Literary 007 meme: Jimmy Cannon

Jimmy Cannon (1909-1973)

Thanks to .@JB_UnivEx on Twitter, the blog was reminded of a major U.S. sports writer, Jimmy Cannon (1909-73).

In the novel Diamonds Are Forever, Bond hangs around quite a bit with former CIA agent Felix Leiter.

Leiter gives Bond a New York Post sports column he clipped from the newspaper.

“This Jimmy Cannon is their sports columnist,” Leiter tells Bond. “Good writer. Knows what he’s writing about. Read it in the car. We ought to be moving.”

A couple of sentences later, there’s this passage:

“Bond settled himself down with Jimmy Cannon’s tough prose. As he read, the Saratoga of the Jersey Lily’s Day vanished into the dusty, sweet past and the twentieth century looked out at him from the piece of newsprint and bared its teeth in a sneer.”

What follows is a supposed Cannon column. (h/t to the Fleming’s Bond website, which wrote about Cannon in 2014.) Afterwards, Leiter comments. “And Jimmy Cannon doesn’t let on the big boys are back again, or their successors.”
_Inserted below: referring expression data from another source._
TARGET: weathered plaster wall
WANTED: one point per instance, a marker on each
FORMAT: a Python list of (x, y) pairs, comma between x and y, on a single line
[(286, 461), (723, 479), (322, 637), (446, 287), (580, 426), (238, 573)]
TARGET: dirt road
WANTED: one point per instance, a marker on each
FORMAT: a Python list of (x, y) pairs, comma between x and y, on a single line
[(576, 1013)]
Cannon, in his day, was a celebrated U.S. newspaper sports columnist. He wrote short, punchy sentences. It was said Cannon never wrote a sentence longer than 10 words.
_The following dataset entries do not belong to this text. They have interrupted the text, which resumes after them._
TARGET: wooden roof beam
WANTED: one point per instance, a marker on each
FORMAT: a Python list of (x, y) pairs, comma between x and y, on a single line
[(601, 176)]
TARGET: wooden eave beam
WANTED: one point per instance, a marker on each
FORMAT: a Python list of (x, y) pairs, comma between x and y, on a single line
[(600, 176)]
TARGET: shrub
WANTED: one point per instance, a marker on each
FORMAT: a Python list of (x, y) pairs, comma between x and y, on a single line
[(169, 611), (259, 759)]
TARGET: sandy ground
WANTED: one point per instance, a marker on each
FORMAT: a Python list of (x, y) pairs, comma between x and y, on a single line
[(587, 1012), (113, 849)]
One of his fans was Dick Schaap (1934-2001). Schaap began as a newspaper man but managed to transition into television. He was the host of an ESPN show called The Sports Reporters. It consisted of Schaap and (mostly egoist) newspaper columnists. That show ended in May 2017.

Going into commercial breaks during the early years of The Sports Reporters, viewers saw images of Howard Cosell, one of the most famous U.S. sports casters of all time. Another was Jimmy Cannon.
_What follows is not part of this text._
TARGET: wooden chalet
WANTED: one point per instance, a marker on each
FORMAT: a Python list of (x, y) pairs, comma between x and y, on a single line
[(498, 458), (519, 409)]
When Cannon died, Dave Anderson of The New York Times did his obituary.

He was perhaps the first sportswriter aware of the sociological impact of the black athlete. Of Joe Louis, the former world heavyweight boxing champion, he once wrote:

“He’s a credit to his race—the human race.”

Of all his assignments, Mr. Cannon appeared to enjoy boxing the most, even though he criticized it as “the red‐light district” of sports. He was content with his role as a sports columnist despite editors who sometimes derided the sports pages as the “toy department” of their newspapers.

When Diamonds Are Forever was written, Ian Fleming was still a working journalist. In his case, Fleming was the foreign editor of The Sunday Times. Of course, earlier in his career, Fleming wrote from the Soviet Union for the Reuters news service.

The fact that 007’s creator was familiar with leading U.S. journalists was not a surprise. Fleming would drop other references to U.S. journalists later in his novels.

Still, Dick Schaap, a Cannon admirer, is barely remembered today. Cannon didn’t live to the era when sports writers became celebrities.